Some of these tests are more objective, such as the Wechler IQ tests, whereas others are more subjective, such as the Rorschach Inkblot test and the Thematic Apperception Test. If a battery of tests is extensive, we might decide to spread out the testing over two days. It is important to get enough sleep the night before and to do your best on the tests.
What happens next?
After your testing session, I will analyze all of the interview and testing data, incorporate them into a clinical overview, and create a detailed report of the findings. If there are any diagnoses, these will be included in the report, along with recommendations for relevant treatment or interventions. Your report can then be used for a number of different reasons: for your or your child’s school in order to develop accommodations, such as with an IEP or 504 plan, for example, or by your doctor or therapist to select relevant medications or treatment. The report can also be saved and compared to past evaluations to demonstrate changes of symptoms over time.

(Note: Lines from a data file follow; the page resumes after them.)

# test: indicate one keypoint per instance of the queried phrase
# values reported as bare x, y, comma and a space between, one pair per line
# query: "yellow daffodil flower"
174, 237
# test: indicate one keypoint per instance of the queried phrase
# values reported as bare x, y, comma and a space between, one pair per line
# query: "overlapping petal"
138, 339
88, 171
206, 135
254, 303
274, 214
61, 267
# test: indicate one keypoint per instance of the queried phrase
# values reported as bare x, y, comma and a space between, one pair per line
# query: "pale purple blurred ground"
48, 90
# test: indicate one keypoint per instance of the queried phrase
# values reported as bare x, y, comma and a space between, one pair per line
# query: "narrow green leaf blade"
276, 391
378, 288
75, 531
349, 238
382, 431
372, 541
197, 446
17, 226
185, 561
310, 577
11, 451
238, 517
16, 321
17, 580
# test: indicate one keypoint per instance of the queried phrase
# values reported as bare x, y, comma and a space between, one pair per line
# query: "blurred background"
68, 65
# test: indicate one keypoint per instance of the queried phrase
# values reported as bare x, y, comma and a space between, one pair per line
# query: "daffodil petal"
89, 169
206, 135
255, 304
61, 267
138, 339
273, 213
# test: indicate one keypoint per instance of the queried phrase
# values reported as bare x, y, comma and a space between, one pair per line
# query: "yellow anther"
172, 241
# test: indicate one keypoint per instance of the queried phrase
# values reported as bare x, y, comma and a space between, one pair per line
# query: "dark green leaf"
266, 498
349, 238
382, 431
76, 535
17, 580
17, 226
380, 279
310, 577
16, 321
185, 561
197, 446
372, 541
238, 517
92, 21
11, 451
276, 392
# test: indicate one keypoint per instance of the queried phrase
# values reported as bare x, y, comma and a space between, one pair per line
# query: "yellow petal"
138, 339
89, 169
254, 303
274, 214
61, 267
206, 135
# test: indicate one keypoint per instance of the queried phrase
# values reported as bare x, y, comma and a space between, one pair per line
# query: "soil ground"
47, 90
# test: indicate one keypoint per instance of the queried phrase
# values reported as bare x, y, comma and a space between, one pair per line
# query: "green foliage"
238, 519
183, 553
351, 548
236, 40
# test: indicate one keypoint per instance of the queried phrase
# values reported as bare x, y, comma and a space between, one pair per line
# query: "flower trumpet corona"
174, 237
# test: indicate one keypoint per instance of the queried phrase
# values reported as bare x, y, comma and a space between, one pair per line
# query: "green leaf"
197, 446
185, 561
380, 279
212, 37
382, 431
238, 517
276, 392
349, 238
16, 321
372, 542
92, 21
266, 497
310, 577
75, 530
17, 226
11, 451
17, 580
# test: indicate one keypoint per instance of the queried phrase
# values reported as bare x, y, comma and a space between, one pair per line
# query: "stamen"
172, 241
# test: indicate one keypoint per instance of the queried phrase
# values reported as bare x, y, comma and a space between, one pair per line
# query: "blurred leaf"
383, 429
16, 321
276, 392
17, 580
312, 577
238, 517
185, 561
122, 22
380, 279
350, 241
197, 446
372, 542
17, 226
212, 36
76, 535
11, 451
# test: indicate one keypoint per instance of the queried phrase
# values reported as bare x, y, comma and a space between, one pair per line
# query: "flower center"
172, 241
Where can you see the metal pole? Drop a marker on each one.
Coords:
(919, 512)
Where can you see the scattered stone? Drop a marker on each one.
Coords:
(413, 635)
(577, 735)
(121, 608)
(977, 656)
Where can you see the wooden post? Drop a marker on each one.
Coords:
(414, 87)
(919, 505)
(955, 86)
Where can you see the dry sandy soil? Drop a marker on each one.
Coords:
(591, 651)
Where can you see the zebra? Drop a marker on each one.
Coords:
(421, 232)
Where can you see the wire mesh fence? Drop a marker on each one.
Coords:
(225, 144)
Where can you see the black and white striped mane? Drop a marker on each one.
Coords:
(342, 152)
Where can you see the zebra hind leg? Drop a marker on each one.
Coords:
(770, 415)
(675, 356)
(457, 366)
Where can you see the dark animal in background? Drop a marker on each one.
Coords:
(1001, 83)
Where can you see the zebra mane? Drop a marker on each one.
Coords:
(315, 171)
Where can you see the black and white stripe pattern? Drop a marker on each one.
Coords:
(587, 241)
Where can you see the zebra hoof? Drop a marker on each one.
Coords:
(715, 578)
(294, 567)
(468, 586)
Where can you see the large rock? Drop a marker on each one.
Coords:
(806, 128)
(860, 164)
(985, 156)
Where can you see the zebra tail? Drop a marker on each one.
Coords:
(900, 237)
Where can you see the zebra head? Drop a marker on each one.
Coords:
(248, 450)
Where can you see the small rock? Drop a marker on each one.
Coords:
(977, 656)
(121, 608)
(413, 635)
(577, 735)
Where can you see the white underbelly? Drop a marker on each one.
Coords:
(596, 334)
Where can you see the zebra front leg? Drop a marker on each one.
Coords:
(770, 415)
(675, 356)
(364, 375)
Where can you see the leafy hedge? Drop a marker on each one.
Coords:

Feedback session and follow through
When the report is finalized, I will sit down with you and explain what it means and how the tests helped me to arrive at the diagnoses. I will answer any questions you might have. In most cases, you will leave the feedback session with a signed copy of your report to then take to your doctor, therapist, school, or work. It is your report. I will also save a copy of the report in my office under HIPPA-compliant security precautions.
After obtaining your report, it is important to follow through with the recommendations. For example, if you are in college and receive a diagnosis of a learning disability, you will need to provide a copy of the report to the relevant department before a 504 plan can be developed. At CU Boulder, this department is called Disability Services. You might also need to follow up each year and inform your professors of your accommodations. Remember that under the Americans with Disabilities Amendments Act, Section 504 of the Rehabilitation Act of
1973, you are entitled to accommodations if you have impairments or a disability that substantially limits or restricts daily life and/or your ability to perform when compared with the average person who has comparable training, skills, and abilities. Such disabilities include ADHD, learning disorders, anxiety, depression, and other problems.